Hace poco tiempo, AshleyMadison.com fue pirateado y se robaron los detalles de 37 millones de compradores. Los piratas informáticos han exigido que se cierre el sitio y, en caso contrario, publicarán los detalles de la información del usuario robado, que incluye fantasías sexuales. Esto le presenta una forma del tipo de destrucción que un hacker puede inducir simplemente accediendo a la información.

La seguridad de la red mundial es un tema muy importante y cada vez es más aplicable a la variedad de sitios web que aparecen para obtener información privada y datos de sus usuarios.

Hasta el 65% de la red se ejecuta con WordPress como el proceso de administración de contenido escrito, por lo que en estos días hablaré sobre la estabilidad de WordPress y cómo los sitios web de WP han sido calificados o pirateados en el pasado.

¿Por qué comprometerse con excelentes tácticas de seguridad?

  • Se lo debe a sus compradores y clientes que confían en usted con información y hechos individuales confidenciales para mantenerla segura.
  • Su sitio web es pirateado: pierde ingresos.
  • Su sitio web es pirateado: sus clasificaciones en los motores de búsqueda simplemente toman un viaje de ida al infierno.

Los sitios web de Internet de WordPress son pirateados por miles, si no cientos de cientos. No todas las páginas web informan que han sido pirateadas en la anterior. No es un gran respaldo para su marca, como puede suponer.

Me gustaría arrojar algo de luz sobre el requisito de esta publicación sobre la seguridad de WordPress.

Según una investigación, compartida por Sandro Gucci (Fundador de Permit Protection).

  • El 73,2% de las instalaciones de WordPress más populares son vulnerables a vulnerabilidades que se pueden detectar aplicando recursos automáticos gratuitos.
  • Solo 7.814 sitios (18,55 %) se actualizaron a WordPress 3.6.1, esta fue la última variación de WP cuando se realizó la prueba.
  • 13.034 sitios web (30,95%) continuaron administrando una versión vulnerable de WordPress, edición 3.6. WordPress 3.6 tenía 5 vulnerabilidades reconocidas en ese momento.

Y si ha estado pensando, muy bien, esto es solo una caracterización generalizada e injusta de sitios desconocidos compactos en algún lugar del sitio web oscuro, estaría equivocado. Los datos se fabricaron en base a una revisión de aproximadamente 42,000 sitios web de WordPress en los mejores sitios web de un millón de Alexa. Esa es una gran variedad de sitios susceptibles de supuestamente los sitios de Internet más visitados en la red mundial. Estos sitios acumulan una gran cantidad de información sobre sus visitantes y suscriptores.

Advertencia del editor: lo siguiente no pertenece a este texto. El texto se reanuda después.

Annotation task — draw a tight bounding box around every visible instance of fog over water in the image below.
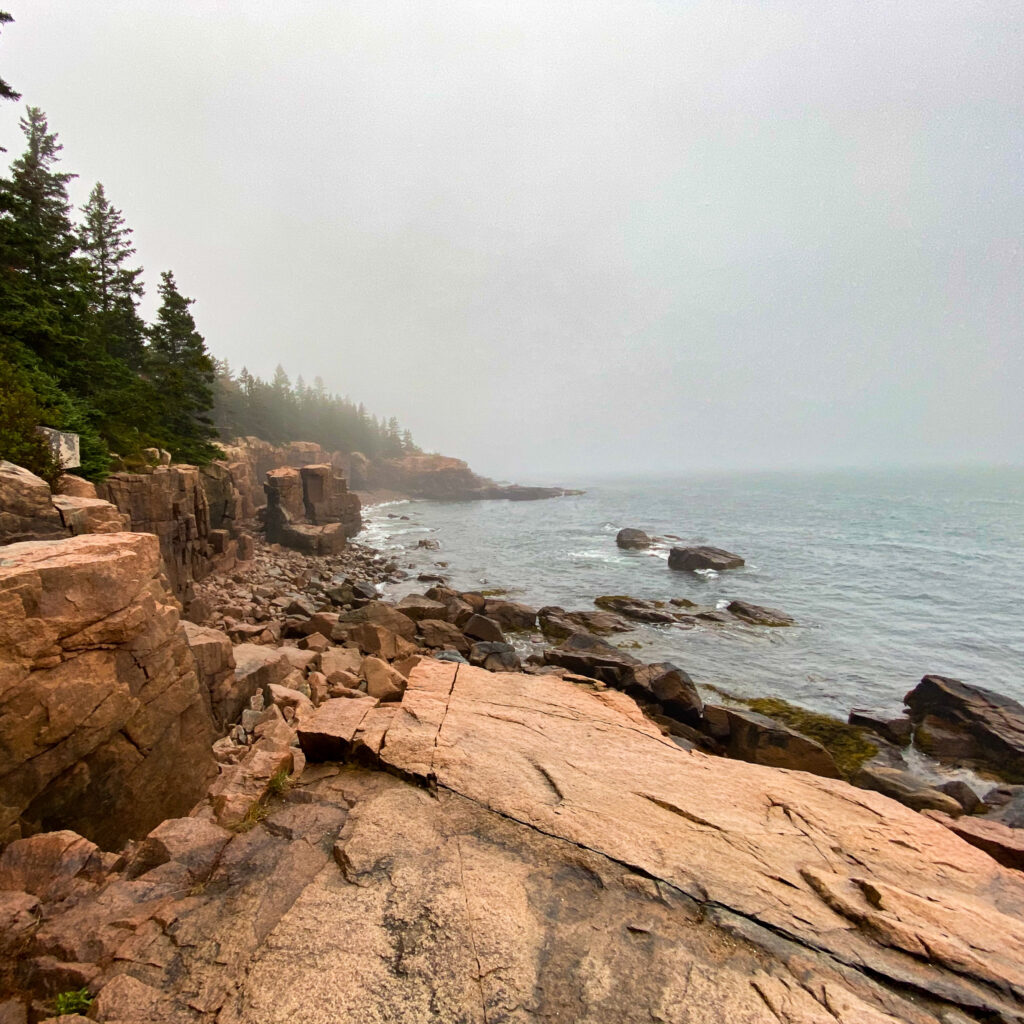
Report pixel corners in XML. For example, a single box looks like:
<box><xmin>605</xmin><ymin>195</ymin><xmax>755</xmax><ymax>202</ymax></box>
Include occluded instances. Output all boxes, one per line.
<box><xmin>0</xmin><ymin>0</ymin><xmax>1024</xmax><ymax>475</ymax></box>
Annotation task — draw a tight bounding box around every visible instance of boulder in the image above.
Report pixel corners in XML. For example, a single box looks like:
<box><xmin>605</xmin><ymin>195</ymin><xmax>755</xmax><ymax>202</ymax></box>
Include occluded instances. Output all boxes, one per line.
<box><xmin>231</xmin><ymin>643</ymin><xmax>292</xmax><ymax>722</ymax></box>
<box><xmin>852</xmin><ymin>763</ymin><xmax>964</xmax><ymax>817</ymax></box>
<box><xmin>298</xmin><ymin>694</ymin><xmax>377</xmax><ymax>762</ymax></box>
<box><xmin>54</xmin><ymin>473</ymin><xmax>99</xmax><ymax>498</ymax></box>
<box><xmin>0</xmin><ymin>461</ymin><xmax>67</xmax><ymax>544</ymax></box>
<box><xmin>321</xmin><ymin>647</ymin><xmax>362</xmax><ymax>679</ymax></box>
<box><xmin>903</xmin><ymin>676</ymin><xmax>1024</xmax><ymax>782</ymax></box>
<box><xmin>420</xmin><ymin>618</ymin><xmax>470</xmax><ymax>653</ymax></box>
<box><xmin>52</xmin><ymin>495</ymin><xmax>131</xmax><ymax>537</ymax></box>
<box><xmin>395</xmin><ymin>594</ymin><xmax>446</xmax><ymax>623</ymax></box>
<box><xmin>331</xmin><ymin>601</ymin><xmax>416</xmax><ymax>640</ymax></box>
<box><xmin>615</xmin><ymin>526</ymin><xmax>651</xmax><ymax>551</ymax></box>
<box><xmin>483</xmin><ymin>598</ymin><xmax>537</xmax><ymax>631</ymax></box>
<box><xmin>848</xmin><ymin>708</ymin><xmax>911</xmax><ymax>746</ymax></box>
<box><xmin>924</xmin><ymin>810</ymin><xmax>1024</xmax><ymax>871</ymax></box>
<box><xmin>669</xmin><ymin>546</ymin><xmax>745</xmax><ymax>572</ymax></box>
<box><xmin>462</xmin><ymin>614</ymin><xmax>505</xmax><ymax>643</ymax></box>
<box><xmin>701</xmin><ymin>705</ymin><xmax>841</xmax><ymax>778</ymax></box>
<box><xmin>0</xmin><ymin>534</ymin><xmax>216</xmax><ymax>849</ymax></box>
<box><xmin>594</xmin><ymin>594</ymin><xmax>676</xmax><ymax>623</ymax></box>
<box><xmin>469</xmin><ymin>641</ymin><xmax>522</xmax><ymax>672</ymax></box>
<box><xmin>626</xmin><ymin>662</ymin><xmax>703</xmax><ymax>725</ymax></box>
<box><xmin>348</xmin><ymin>623</ymin><xmax>416</xmax><ymax>660</ymax></box>
<box><xmin>544</xmin><ymin>633</ymin><xmax>641</xmax><ymax>689</ymax></box>
<box><xmin>362</xmin><ymin>657</ymin><xmax>407</xmax><ymax>701</ymax></box>
<box><xmin>125</xmin><ymin>818</ymin><xmax>231</xmax><ymax>882</ymax></box>
<box><xmin>181</xmin><ymin>622</ymin><xmax>238</xmax><ymax>730</ymax></box>
<box><xmin>726</xmin><ymin>601</ymin><xmax>797</xmax><ymax>626</ymax></box>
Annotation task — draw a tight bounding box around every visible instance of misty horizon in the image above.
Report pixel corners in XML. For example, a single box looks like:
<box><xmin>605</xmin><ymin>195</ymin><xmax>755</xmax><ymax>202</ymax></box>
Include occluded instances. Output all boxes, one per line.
<box><xmin>0</xmin><ymin>0</ymin><xmax>1024</xmax><ymax>485</ymax></box>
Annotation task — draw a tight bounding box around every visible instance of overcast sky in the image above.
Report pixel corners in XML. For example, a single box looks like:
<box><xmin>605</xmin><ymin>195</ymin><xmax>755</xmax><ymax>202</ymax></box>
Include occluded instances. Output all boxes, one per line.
<box><xmin>0</xmin><ymin>0</ymin><xmax>1024</xmax><ymax>483</ymax></box>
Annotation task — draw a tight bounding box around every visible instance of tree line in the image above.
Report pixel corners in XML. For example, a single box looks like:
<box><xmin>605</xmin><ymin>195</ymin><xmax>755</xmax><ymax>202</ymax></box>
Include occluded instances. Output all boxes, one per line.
<box><xmin>0</xmin><ymin>11</ymin><xmax>415</xmax><ymax>483</ymax></box>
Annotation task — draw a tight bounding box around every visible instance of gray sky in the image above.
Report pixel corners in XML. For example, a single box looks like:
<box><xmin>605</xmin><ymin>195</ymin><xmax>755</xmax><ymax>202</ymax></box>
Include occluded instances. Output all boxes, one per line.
<box><xmin>0</xmin><ymin>0</ymin><xmax>1024</xmax><ymax>483</ymax></box>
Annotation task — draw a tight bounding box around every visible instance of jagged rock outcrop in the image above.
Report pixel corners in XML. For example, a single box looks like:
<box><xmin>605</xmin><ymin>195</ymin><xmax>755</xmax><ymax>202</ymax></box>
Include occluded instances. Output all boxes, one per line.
<box><xmin>264</xmin><ymin>463</ymin><xmax>362</xmax><ymax>555</ymax></box>
<box><xmin>96</xmin><ymin>466</ymin><xmax>226</xmax><ymax>603</ymax></box>
<box><xmin>0</xmin><ymin>534</ymin><xmax>213</xmax><ymax>849</ymax></box>
<box><xmin>903</xmin><ymin>676</ymin><xmax>1024</xmax><ymax>782</ymax></box>
<box><xmin>0</xmin><ymin>462</ymin><xmax>67</xmax><ymax>544</ymax></box>
<box><xmin>0</xmin><ymin>659</ymin><xmax>1024</xmax><ymax>1024</ymax></box>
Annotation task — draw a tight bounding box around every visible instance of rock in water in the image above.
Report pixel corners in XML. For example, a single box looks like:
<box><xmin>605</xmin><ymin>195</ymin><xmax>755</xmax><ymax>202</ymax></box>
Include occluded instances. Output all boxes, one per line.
<box><xmin>669</xmin><ymin>547</ymin><xmax>745</xmax><ymax>572</ymax></box>
<box><xmin>903</xmin><ymin>676</ymin><xmax>1024</xmax><ymax>782</ymax></box>
<box><xmin>615</xmin><ymin>527</ymin><xmax>650</xmax><ymax>551</ymax></box>
<box><xmin>0</xmin><ymin>534</ymin><xmax>215</xmax><ymax>849</ymax></box>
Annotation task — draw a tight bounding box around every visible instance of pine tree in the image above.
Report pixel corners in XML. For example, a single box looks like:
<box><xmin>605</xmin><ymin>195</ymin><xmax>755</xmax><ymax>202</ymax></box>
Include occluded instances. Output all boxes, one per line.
<box><xmin>147</xmin><ymin>270</ymin><xmax>216</xmax><ymax>464</ymax></box>
<box><xmin>79</xmin><ymin>181</ymin><xmax>144</xmax><ymax>370</ymax></box>
<box><xmin>0</xmin><ymin>106</ymin><xmax>83</xmax><ymax>370</ymax></box>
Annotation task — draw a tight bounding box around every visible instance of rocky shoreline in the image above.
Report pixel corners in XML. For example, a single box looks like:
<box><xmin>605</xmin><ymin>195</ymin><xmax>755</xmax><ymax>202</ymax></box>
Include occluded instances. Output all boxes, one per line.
<box><xmin>0</xmin><ymin>444</ymin><xmax>1024</xmax><ymax>1024</ymax></box>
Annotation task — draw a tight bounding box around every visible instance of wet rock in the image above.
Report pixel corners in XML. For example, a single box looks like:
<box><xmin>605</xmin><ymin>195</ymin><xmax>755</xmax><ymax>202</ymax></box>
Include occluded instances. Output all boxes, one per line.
<box><xmin>669</xmin><ymin>546</ymin><xmax>745</xmax><ymax>572</ymax></box>
<box><xmin>701</xmin><ymin>705</ymin><xmax>841</xmax><ymax>778</ymax></box>
<box><xmin>903</xmin><ymin>676</ymin><xmax>1024</xmax><ymax>781</ymax></box>
<box><xmin>462</xmin><ymin>614</ymin><xmax>505</xmax><ymax>643</ymax></box>
<box><xmin>483</xmin><ymin>598</ymin><xmax>537</xmax><ymax>630</ymax></box>
<box><xmin>726</xmin><ymin>601</ymin><xmax>797</xmax><ymax>626</ymax></box>
<box><xmin>420</xmin><ymin>618</ymin><xmax>470</xmax><ymax>654</ymax></box>
<box><xmin>615</xmin><ymin>527</ymin><xmax>651</xmax><ymax>550</ymax></box>
<box><xmin>395</xmin><ymin>594</ymin><xmax>445</xmax><ymax>622</ymax></box>
<box><xmin>594</xmin><ymin>594</ymin><xmax>676</xmax><ymax>623</ymax></box>
<box><xmin>938</xmin><ymin>778</ymin><xmax>984</xmax><ymax>814</ymax></box>
<box><xmin>469</xmin><ymin>641</ymin><xmax>522</xmax><ymax>672</ymax></box>
<box><xmin>544</xmin><ymin>633</ymin><xmax>641</xmax><ymax>689</ymax></box>
<box><xmin>626</xmin><ymin>662</ymin><xmax>703</xmax><ymax>726</ymax></box>
<box><xmin>362</xmin><ymin>657</ymin><xmax>407</xmax><ymax>701</ymax></box>
<box><xmin>849</xmin><ymin>708</ymin><xmax>911</xmax><ymax>746</ymax></box>
<box><xmin>852</xmin><ymin>764</ymin><xmax>964</xmax><ymax>817</ymax></box>
<box><xmin>297</xmin><ymin>695</ymin><xmax>377</xmax><ymax>762</ymax></box>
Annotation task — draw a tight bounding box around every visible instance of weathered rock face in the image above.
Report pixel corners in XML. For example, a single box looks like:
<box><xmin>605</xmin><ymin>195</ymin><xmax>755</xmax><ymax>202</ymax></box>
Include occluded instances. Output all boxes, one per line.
<box><xmin>903</xmin><ymin>676</ymin><xmax>1024</xmax><ymax>782</ymax></box>
<box><xmin>0</xmin><ymin>462</ymin><xmax>67</xmax><ymax>544</ymax></box>
<box><xmin>97</xmin><ymin>466</ymin><xmax>222</xmax><ymax>602</ymax></box>
<box><xmin>6</xmin><ymin>659</ymin><xmax>1024</xmax><ymax>1024</ymax></box>
<box><xmin>264</xmin><ymin>465</ymin><xmax>362</xmax><ymax>555</ymax></box>
<box><xmin>0</xmin><ymin>534</ymin><xmax>213</xmax><ymax>849</ymax></box>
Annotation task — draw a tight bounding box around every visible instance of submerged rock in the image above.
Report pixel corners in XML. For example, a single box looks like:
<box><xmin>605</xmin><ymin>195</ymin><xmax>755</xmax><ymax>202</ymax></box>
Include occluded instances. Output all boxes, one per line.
<box><xmin>615</xmin><ymin>527</ymin><xmax>651</xmax><ymax>550</ymax></box>
<box><xmin>669</xmin><ymin>547</ymin><xmax>745</xmax><ymax>572</ymax></box>
<box><xmin>903</xmin><ymin>676</ymin><xmax>1024</xmax><ymax>782</ymax></box>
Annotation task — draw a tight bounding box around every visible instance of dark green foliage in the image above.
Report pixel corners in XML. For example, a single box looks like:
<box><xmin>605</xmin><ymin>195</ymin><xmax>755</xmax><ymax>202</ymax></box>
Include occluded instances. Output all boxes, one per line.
<box><xmin>146</xmin><ymin>270</ymin><xmax>217</xmax><ymax>464</ymax></box>
<box><xmin>0</xmin><ymin>89</ymin><xmax>417</xmax><ymax>480</ymax></box>
<box><xmin>213</xmin><ymin>361</ymin><xmax>420</xmax><ymax>458</ymax></box>
<box><xmin>53</xmin><ymin>988</ymin><xmax>92</xmax><ymax>1017</ymax></box>
<box><xmin>0</xmin><ymin>360</ymin><xmax>60</xmax><ymax>487</ymax></box>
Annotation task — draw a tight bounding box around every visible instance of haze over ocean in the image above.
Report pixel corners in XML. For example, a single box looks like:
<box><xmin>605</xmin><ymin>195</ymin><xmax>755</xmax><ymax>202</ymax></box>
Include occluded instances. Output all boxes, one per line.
<box><xmin>360</xmin><ymin>469</ymin><xmax>1024</xmax><ymax>717</ymax></box>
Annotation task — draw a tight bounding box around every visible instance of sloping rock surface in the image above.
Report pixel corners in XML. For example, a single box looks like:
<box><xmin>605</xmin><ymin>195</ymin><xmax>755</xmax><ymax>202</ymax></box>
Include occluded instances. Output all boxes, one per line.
<box><xmin>0</xmin><ymin>534</ymin><xmax>214</xmax><ymax>849</ymax></box>
<box><xmin>6</xmin><ymin>659</ymin><xmax>1024</xmax><ymax>1024</ymax></box>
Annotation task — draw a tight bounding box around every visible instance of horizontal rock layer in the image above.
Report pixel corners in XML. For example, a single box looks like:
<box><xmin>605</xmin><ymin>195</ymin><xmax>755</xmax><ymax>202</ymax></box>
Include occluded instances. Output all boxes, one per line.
<box><xmin>0</xmin><ymin>534</ymin><xmax>213</xmax><ymax>849</ymax></box>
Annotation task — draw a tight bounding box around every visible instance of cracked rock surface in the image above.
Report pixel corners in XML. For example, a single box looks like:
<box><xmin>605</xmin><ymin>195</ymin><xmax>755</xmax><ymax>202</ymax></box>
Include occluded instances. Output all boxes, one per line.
<box><xmin>0</xmin><ymin>659</ymin><xmax>1024</xmax><ymax>1024</ymax></box>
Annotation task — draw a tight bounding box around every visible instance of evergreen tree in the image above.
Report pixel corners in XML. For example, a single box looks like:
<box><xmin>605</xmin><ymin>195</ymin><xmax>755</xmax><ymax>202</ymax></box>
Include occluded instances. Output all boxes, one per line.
<box><xmin>147</xmin><ymin>270</ymin><xmax>216</xmax><ymax>463</ymax></box>
<box><xmin>0</xmin><ymin>106</ymin><xmax>83</xmax><ymax>372</ymax></box>
<box><xmin>79</xmin><ymin>181</ymin><xmax>145</xmax><ymax>370</ymax></box>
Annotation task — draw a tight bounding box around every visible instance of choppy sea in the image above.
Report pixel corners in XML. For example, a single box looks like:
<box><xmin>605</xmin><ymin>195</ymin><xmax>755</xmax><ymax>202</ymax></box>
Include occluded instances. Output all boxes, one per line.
<box><xmin>359</xmin><ymin>468</ymin><xmax>1024</xmax><ymax>717</ymax></box>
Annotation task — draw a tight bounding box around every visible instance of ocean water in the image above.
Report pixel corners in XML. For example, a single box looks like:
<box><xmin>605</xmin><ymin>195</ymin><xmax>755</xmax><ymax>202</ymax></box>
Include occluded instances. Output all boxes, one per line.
<box><xmin>359</xmin><ymin>469</ymin><xmax>1024</xmax><ymax>716</ymax></box>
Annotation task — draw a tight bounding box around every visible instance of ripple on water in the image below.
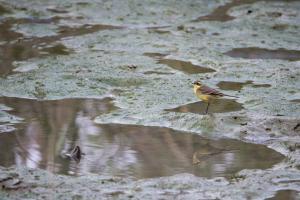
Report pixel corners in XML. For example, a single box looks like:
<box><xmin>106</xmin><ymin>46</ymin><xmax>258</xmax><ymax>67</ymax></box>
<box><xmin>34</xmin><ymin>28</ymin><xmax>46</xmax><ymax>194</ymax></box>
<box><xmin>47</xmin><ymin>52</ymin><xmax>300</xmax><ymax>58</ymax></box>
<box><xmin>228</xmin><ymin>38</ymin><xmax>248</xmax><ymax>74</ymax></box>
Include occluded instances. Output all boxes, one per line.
<box><xmin>0</xmin><ymin>97</ymin><xmax>284</xmax><ymax>178</ymax></box>
<box><xmin>224</xmin><ymin>47</ymin><xmax>300</xmax><ymax>61</ymax></box>
<box><xmin>166</xmin><ymin>98</ymin><xmax>244</xmax><ymax>114</ymax></box>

Los datos eran correctos en septiembre de 2013, no creo que se hayan desviado mucho desde entonces y aunque lo hayan hecho, las estadísticas que se muestran en este artículo muestran la magnitud de los problemas de seguridad que afectan a WordPress.

Si desea evidencia adicional que demuestre que WordPress puede verse comprometido. Los remito a un examen de Netcraft,

  • En febrero de 2014, había 12.000 blogs de WordPress que servían como plataformas para sitios web de phishing.
  • Mucho más del 8% de todas las URL de malware bloqueadas por Netcraft para distribuir malware alojado en la red mundial terminaron en blogs de WordPress.

Debo señalar que no solo uno de esos blogs estaba funcionando en Automattic wordpress.com. Esto realmente debería ilustrar claramente que incluso WordPress puede ser vulnerable si no se utiliza con precaución y cierta comprensión de la protección de WP. Un motivo adicional para esto bien puede estar asociado con el simple hecho de que todos los blogs alojados en wordpress.com están actualizados tan pronto como se lanzan las actualizaciones de WordPress. Teniendo en cuenta eso, entonces, debe mencionarse que las actualizaciones automáticas de WordPress se lanzaron en la versión 3.7 de WP para proteger los sitios web de los exploits de día cero.

E incluso después de eso, ha habido una serie de problemas de seguridad que han afectado a WordPress. Mire esta lista de vulnerabilidades de WordPress en distintas versiones de la plataforma.

Ahora no hay absolutamente nada que pueda hacer para evitar que esto suceda, generalmente se descubrirán nuevas vulnerabilidades. El grupo central de WP se ha tomado la estabilidad muy en serio y ha hecho que WordPress sea mucho más seguro.

Pero al igual que con cualquier otro software popular, la explotación de vulnerabilidades se vuelve más gratificante cuando más personas comienzan a usarlas.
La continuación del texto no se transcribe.